Już w lipcu alarmowałam, że Ministerstwo Elżbiety Rafalskiej grzebie przy ustawie o przeciwdziałaniu przemocy w rodzinie, wykręcając się przy tym od konsultacji z podmiotami innymi niż Ordo Iuris. Efekty tych prac poznaliśmy 31 grudnia. To, że premier Morawiecki zorientował się, że idą wybory i przytomnie cofnął Rafalskiej jej szkodliwą ustawę, nie zmienia faktu, że komuś postało w głowie, aby taką nowelę w ogóle napisać i bez wstydu pokazać światu.
Dla tego rządu rodzina jest święta. Święta i nienaruszalna. I basta. Styczniowa interwencja szefa rządu była jedynie desperacką próbą zasłonięcia makietą płonącego lasu. Rodzina jest naszą dumą – im więcej dzieci, tym więcej dumy, niezależnie od całej reszty innych okoliczności. Choćby w niej bito (vide nieśmiertelna Beata Szydło gratulująca radnym Zakopanego) i przymierano głodem, bo niepełnosprawne dziecko w polskich realiach często dla reszty rodziny oznacza uziemienie w domu i życie poniżej godności.
Elżbieta Rafalska, aby utrzymać ten fantazmat rodziny w kupie, jest skłonna nawet zignorować lata pracy specjalistów opracowujących Niebieską Kartę, kroplę w morzu potrzeb systemowego wsparcia ofiar przemocy domowej.
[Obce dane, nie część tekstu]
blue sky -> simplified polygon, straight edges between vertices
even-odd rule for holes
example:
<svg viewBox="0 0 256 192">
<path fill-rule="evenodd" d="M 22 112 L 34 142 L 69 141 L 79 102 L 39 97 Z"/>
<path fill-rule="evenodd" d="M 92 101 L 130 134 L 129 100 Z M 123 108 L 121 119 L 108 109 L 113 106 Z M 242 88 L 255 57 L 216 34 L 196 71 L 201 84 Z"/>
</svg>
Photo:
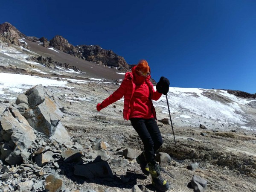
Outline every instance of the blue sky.
<svg viewBox="0 0 256 192">
<path fill-rule="evenodd" d="M 50 0 L 1 3 L 0 23 L 48 40 L 146 60 L 170 86 L 256 93 L 254 0 Z"/>
</svg>

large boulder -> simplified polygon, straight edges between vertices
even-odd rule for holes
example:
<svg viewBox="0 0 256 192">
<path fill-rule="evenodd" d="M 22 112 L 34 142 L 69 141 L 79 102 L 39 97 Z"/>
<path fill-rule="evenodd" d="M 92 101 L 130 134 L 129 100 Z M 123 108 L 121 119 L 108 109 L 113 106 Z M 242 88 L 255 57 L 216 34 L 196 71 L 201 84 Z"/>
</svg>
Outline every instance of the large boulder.
<svg viewBox="0 0 256 192">
<path fill-rule="evenodd" d="M 55 132 L 58 123 L 63 113 L 59 109 L 62 106 L 50 99 L 46 90 L 41 85 L 37 85 L 26 93 L 29 109 L 23 116 L 29 125 L 49 137 Z"/>
<path fill-rule="evenodd" d="M 36 130 L 47 138 L 72 147 L 67 131 L 60 122 L 63 110 L 54 96 L 41 85 L 20 95 L 0 116 L 0 159 L 11 165 L 28 160 L 32 154 L 30 148 L 37 139 Z M 40 157 L 38 158 L 43 160 L 42 166 L 47 158 Z"/>
<path fill-rule="evenodd" d="M 0 117 L 0 159 L 9 164 L 21 163 L 31 154 L 27 152 L 36 137 L 33 129 L 19 111 L 13 106 L 6 108 Z"/>
</svg>

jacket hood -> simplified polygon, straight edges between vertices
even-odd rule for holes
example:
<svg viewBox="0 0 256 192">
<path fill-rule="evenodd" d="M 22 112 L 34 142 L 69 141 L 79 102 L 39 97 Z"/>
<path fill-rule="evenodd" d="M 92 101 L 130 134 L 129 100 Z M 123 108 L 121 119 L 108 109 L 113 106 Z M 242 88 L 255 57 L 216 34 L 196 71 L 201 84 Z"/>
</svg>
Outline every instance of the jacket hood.
<svg viewBox="0 0 256 192">
<path fill-rule="evenodd" d="M 128 72 L 125 73 L 125 77 L 126 79 L 131 78 L 135 83 L 139 84 L 142 83 L 145 81 L 149 81 L 151 77 L 151 76 L 149 75 L 146 78 L 145 78 L 142 76 L 140 76 L 137 73 L 136 71 L 136 67 L 134 66 L 131 69 L 131 72 Z"/>
</svg>

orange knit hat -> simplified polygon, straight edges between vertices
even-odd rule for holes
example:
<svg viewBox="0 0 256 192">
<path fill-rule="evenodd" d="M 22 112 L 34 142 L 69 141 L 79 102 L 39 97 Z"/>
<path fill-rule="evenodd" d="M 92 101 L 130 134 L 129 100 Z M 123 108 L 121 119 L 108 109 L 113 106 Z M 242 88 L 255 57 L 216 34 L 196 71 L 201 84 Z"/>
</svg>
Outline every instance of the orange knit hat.
<svg viewBox="0 0 256 192">
<path fill-rule="evenodd" d="M 150 72 L 150 67 L 146 60 L 140 60 L 136 67 L 136 70 L 143 72 Z"/>
</svg>

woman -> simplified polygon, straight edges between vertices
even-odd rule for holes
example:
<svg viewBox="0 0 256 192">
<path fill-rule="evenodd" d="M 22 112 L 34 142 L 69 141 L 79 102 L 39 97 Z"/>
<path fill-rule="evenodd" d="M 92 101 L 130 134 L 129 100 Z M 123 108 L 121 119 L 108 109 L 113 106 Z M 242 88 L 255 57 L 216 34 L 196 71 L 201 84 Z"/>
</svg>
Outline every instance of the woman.
<svg viewBox="0 0 256 192">
<path fill-rule="evenodd" d="M 163 140 L 156 120 L 157 116 L 152 100 L 158 100 L 162 93 L 169 90 L 168 79 L 163 77 L 157 85 L 157 91 L 150 81 L 150 68 L 145 60 L 140 61 L 127 72 L 120 87 L 102 103 L 97 105 L 99 111 L 124 96 L 124 118 L 130 120 L 139 134 L 144 147 L 144 151 L 136 160 L 143 172 L 152 177 L 152 183 L 159 190 L 170 188 L 169 182 L 160 175 L 159 166 L 154 159 L 155 153 L 163 144 Z"/>
</svg>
Myślała, myślała i wymyśliła: jak nie będzie procedur, to nie będzie zgłoszeń! I na konferencji prasowej można się będzie pochwalić, jak mało w tym roku Niebieskich Kart założyli, taką mamy w Polsce rodzinę na schwał, nie to co w jakiejś Francji czy Szwecji. Eureka.
Fiksacją tego rządu jest, aby ludzie się nie rozwodzili i aby rodzić na potęgę. I to się nie zmieni. Tę fasadę politycy PiS dalej będę pucować i polerować. O tym, co się za nią kryje, nie należy mówić głośno. Zbigniew Ziobro wielokrotnie podkreślał, że nie widzi potrzeby dorzucania funduszy na działanie Niebieskiej Linii czy Centrum Praw Kobiet. Bo tam się tę polską, świętą rodzinę rozwala. Cały trud zakopiańskich radnych idzie na marne, kiedy uciekinierka z domu słyszy „nie wracaj do niego, pomożemy ci”.
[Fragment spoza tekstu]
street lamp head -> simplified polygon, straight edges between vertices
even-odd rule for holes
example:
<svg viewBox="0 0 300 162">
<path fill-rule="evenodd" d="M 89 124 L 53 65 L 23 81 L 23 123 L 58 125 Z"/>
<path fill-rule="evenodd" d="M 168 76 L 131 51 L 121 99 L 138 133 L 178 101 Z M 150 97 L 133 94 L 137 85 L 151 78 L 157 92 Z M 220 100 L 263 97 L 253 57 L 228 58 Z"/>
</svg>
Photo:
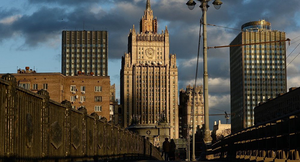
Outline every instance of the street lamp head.
<svg viewBox="0 0 300 162">
<path fill-rule="evenodd" d="M 214 2 L 212 2 L 212 4 L 214 5 L 214 8 L 217 10 L 220 9 L 221 7 L 221 5 L 223 3 L 221 0 L 214 0 Z"/>
<path fill-rule="evenodd" d="M 195 5 L 196 5 L 196 2 L 193 0 L 189 0 L 186 4 L 188 5 L 188 9 L 191 10 L 195 8 Z"/>
<path fill-rule="evenodd" d="M 208 4 L 206 4 L 206 8 L 205 9 L 206 10 L 206 11 L 207 11 L 208 10 L 208 7 L 209 7 L 209 6 L 210 6 L 209 5 L 208 5 Z M 199 6 L 199 7 L 201 8 L 201 9 L 202 10 L 202 11 L 203 11 L 203 6 L 202 5 L 202 4 L 201 4 L 200 5 L 200 6 Z"/>
<path fill-rule="evenodd" d="M 188 96 L 190 95 L 190 92 L 189 90 L 187 90 L 187 91 L 185 92 L 185 94 L 186 95 Z"/>
</svg>

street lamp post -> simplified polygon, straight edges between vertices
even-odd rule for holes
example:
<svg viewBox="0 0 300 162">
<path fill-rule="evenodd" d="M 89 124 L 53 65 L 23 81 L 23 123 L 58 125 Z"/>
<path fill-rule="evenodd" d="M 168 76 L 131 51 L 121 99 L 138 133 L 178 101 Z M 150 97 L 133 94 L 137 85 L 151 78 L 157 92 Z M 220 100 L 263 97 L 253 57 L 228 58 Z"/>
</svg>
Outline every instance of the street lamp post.
<svg viewBox="0 0 300 162">
<path fill-rule="evenodd" d="M 210 0 L 197 0 L 201 2 L 200 7 L 202 10 L 203 18 L 202 25 L 203 30 L 203 64 L 204 72 L 203 74 L 203 84 L 204 86 L 204 128 L 203 136 L 203 140 L 205 145 L 204 149 L 201 154 L 202 158 L 208 160 L 213 158 L 211 153 L 212 151 L 212 140 L 209 130 L 209 119 L 208 118 L 208 75 L 207 73 L 207 45 L 206 35 L 206 14 L 207 8 L 209 7 L 208 5 Z M 220 0 L 214 0 L 212 3 L 214 8 L 218 9 L 221 7 L 222 3 Z M 193 0 L 189 0 L 186 3 L 189 9 L 193 10 L 196 4 Z M 205 155 L 205 158 L 204 155 Z M 193 155 L 193 156 L 194 155 Z M 192 160 L 194 160 L 192 159 Z"/>
<path fill-rule="evenodd" d="M 202 91 L 202 89 L 200 89 L 197 90 L 197 91 L 199 91 L 199 92 L 198 92 L 198 93 L 196 93 L 196 86 L 195 85 L 194 85 L 194 86 L 192 89 L 191 89 L 190 88 L 189 88 L 189 89 L 187 90 L 187 92 L 185 93 L 187 96 L 188 96 L 189 95 L 190 93 L 190 91 L 192 91 L 192 96 L 193 96 L 193 101 L 192 101 L 192 108 L 193 109 L 193 126 L 192 127 L 192 133 L 193 134 L 193 140 L 192 142 L 193 143 L 193 147 L 192 154 L 192 161 L 196 161 L 196 157 L 195 155 L 195 139 L 196 138 L 195 137 L 195 134 L 196 133 L 196 129 L 197 128 L 195 128 L 196 127 L 196 124 L 195 124 L 196 122 L 196 117 L 195 116 L 196 113 L 195 109 L 195 98 L 197 96 L 197 93 L 199 94 L 199 96 L 200 97 L 202 96 L 202 94 L 203 94 L 203 92 Z M 189 131 L 188 133 L 188 135 L 189 137 Z"/>
</svg>

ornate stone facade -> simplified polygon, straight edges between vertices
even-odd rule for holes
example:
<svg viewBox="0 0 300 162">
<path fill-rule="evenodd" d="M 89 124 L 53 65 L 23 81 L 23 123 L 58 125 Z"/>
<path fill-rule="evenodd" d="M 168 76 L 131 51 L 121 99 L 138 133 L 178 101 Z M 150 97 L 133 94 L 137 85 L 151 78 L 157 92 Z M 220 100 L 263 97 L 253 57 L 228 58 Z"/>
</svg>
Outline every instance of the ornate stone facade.
<svg viewBox="0 0 300 162">
<path fill-rule="evenodd" d="M 137 33 L 134 25 L 130 29 L 128 53 L 122 58 L 120 102 L 124 105 L 124 126 L 134 124 L 155 127 L 165 111 L 172 126 L 170 132 L 166 134 L 169 134 L 171 138 L 178 138 L 176 55 L 169 53 L 167 27 L 161 33 L 157 33 L 157 20 L 156 18 L 153 19 L 149 0 L 140 25 L 139 33 Z M 131 118 L 135 119 L 135 123 L 132 123 Z"/>
</svg>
Bądźcie pewni, że powróci jeszcze kwestia opłat za rozwody, czy osławione „bykowe” w jakiejś zmodyfikowanej formie. Kwestia pudrowania przemocy w rodzinie jest tylko jednym z trybików Wielkiej Sprawy – nienaruszalności wielkiej świętej rodziny. Normalnej rzecz jasna. Czyli takiej z chłopcem i dziewczyną oraz obrączką na palcu. Śliwa pod okiem na tym obrazku nikomu nie będzie przeszkadzać.